J’avais l’occasion ce temps-ci de voir quelques centaines de jolies cartes illustrées de toutes les parties des Etats-Unis, échangées par les Tchèques de notre régiment avec leurs compatriotes là-bas qui forment un club pour l’échange de cartes illustrées. Et je suis étonné de la beauté et propreté des villes américaines, grandes et petites. Je les avais crues plutôt sobres et sans finesse de style, mais c’est le contraire qui est vrai. Les édifices publics notamment, ainsi que les jardins et squares, sont tout simplement superbes (5)!

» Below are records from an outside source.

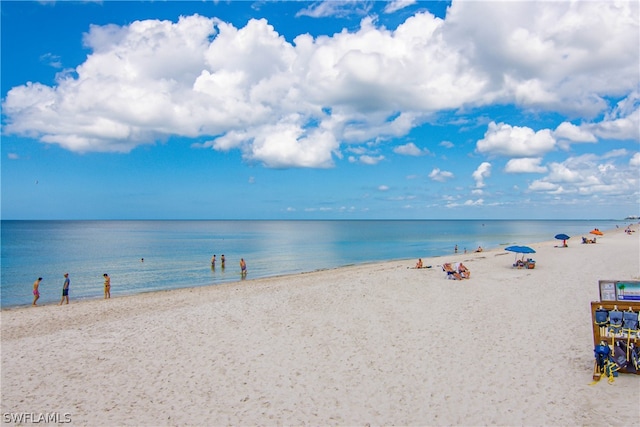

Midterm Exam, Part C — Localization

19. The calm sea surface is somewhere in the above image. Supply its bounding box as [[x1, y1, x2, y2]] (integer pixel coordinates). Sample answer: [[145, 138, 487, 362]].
[[0, 220, 628, 308]]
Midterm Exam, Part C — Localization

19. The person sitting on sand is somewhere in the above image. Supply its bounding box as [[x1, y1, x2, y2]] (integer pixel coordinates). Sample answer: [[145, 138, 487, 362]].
[[456, 262, 471, 279], [442, 262, 462, 280]]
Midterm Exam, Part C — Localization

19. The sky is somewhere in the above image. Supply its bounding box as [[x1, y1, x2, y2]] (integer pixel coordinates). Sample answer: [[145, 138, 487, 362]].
[[0, 0, 640, 220]]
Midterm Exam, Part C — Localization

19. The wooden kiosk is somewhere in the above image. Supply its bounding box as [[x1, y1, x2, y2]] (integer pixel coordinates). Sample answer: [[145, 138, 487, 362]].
[[591, 280, 640, 380]]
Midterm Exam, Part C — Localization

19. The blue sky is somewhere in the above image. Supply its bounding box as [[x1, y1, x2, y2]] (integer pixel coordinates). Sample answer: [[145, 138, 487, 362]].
[[0, 0, 640, 219]]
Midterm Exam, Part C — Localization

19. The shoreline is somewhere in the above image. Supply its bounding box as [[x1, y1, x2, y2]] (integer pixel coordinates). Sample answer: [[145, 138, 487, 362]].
[[0, 224, 638, 312], [0, 224, 640, 426]]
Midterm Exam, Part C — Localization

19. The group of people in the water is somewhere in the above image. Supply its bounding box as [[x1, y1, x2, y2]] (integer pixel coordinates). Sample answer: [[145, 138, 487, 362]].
[[31, 273, 111, 307], [211, 254, 247, 277]]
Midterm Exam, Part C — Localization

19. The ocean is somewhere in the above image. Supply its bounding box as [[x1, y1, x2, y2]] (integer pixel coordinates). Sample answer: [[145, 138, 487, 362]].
[[0, 220, 628, 308]]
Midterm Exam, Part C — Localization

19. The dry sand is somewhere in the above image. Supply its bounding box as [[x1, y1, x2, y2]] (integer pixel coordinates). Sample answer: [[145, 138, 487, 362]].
[[1, 226, 640, 426]]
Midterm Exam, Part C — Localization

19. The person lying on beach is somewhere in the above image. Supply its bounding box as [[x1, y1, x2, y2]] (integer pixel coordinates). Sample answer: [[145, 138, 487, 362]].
[[442, 262, 462, 280]]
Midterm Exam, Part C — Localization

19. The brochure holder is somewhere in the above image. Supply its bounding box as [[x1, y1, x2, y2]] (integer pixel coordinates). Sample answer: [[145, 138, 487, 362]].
[[591, 280, 640, 380]]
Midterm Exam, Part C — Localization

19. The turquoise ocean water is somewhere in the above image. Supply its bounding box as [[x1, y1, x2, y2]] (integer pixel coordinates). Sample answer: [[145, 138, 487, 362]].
[[0, 220, 628, 308]]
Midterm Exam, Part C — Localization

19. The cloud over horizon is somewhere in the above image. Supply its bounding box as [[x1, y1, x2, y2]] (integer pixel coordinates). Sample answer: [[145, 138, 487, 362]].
[[2, 0, 640, 219]]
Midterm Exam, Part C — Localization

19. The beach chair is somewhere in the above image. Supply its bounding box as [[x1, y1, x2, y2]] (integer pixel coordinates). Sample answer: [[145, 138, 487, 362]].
[[442, 262, 462, 280]]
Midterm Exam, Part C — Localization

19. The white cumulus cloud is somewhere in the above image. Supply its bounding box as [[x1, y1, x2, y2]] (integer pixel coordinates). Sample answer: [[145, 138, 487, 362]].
[[476, 122, 556, 157]]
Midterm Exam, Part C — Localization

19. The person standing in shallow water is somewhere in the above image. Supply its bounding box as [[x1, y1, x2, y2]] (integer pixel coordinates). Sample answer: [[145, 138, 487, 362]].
[[58, 273, 71, 305], [240, 258, 247, 277], [102, 273, 111, 299], [31, 277, 42, 305]]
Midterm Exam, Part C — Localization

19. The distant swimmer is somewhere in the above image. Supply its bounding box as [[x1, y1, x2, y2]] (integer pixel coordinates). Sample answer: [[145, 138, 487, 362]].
[[240, 258, 247, 276], [58, 273, 71, 305], [31, 277, 42, 305], [102, 273, 111, 299]]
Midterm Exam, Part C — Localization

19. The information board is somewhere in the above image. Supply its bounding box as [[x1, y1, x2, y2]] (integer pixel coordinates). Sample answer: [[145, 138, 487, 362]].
[[598, 280, 640, 302]]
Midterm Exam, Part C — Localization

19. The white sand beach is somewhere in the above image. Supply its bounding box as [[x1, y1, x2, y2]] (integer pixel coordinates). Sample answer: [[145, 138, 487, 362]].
[[1, 225, 640, 426]]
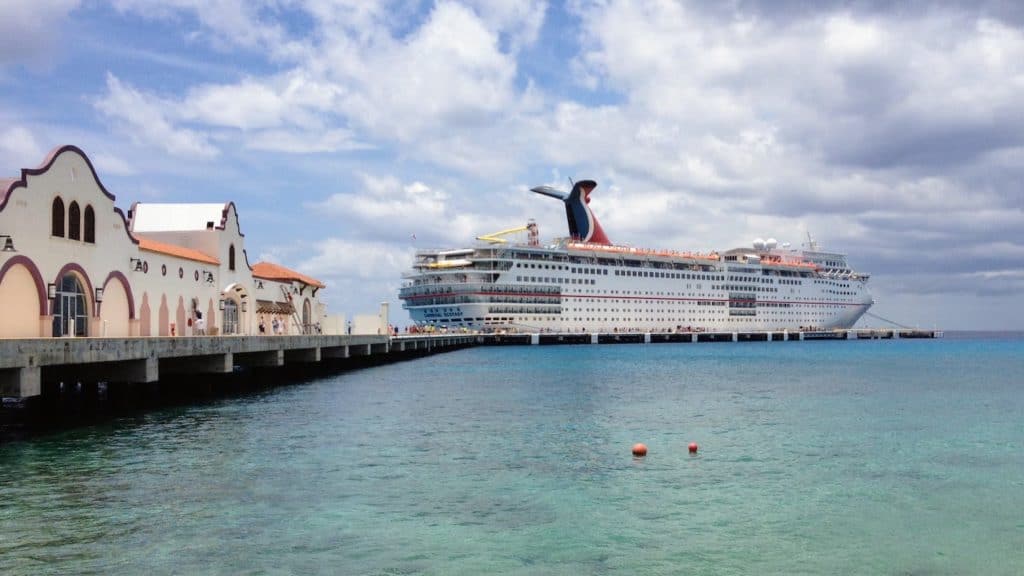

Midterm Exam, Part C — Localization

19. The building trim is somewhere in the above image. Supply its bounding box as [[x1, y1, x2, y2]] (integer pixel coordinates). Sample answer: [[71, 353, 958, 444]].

L’ami A. Watson (6), capitaine dans l’armée britannique, m’annonce son départ pour le front français dans des termes si aimables que j’ai été agréablement touché. Il s’intéresse même aux miens sans les connaître personnellement.
Le Général Lyautey (7) doit venir cette semaine à Taza de sorte que nous ne partirons pas avant la fin de la semaine au plus tôt. Et il fait abominablement chaud !
Mille baisers pour toi et les enfants.
Paul
Notes (François Beautier, Anne-Lise Volmer)
1) - Maître Bonamy, avocat à Nantes, chargé par Paul de défendre ses intérêts dans l'affaire du séquestre, et qui cessa rapidement de donner de ses nouvelles.
2) - Maître Lanos, célèbre avoué bordelais, chargé par Marthe de reprendre le dossier du séquestre lorsqu'il s'avéra que Maître Bonamy ne s'en occupait pas.
3) - "la mappe" : le dossier, la "chemise"
4) - "le docteur Ruesenmeyer" : ?
5) - Cet intérêt pour les États-Unis et l'admiration que professe Paul pour leur urbanisme est un indice du projet d'émigration qu'il caressait alors.
6) - "l'ami Watson" : capitaine dans l'armée britannique, ami de Paul, qui en a parlé dans sa lettre du 3 février 1916.
7) - "Lyautey" : résident général du protectorat français au Maroc, garant du maintien de la liaison Maroc occidental - Maroc oriental (et au-delà Maroc - Algérie) par Taza.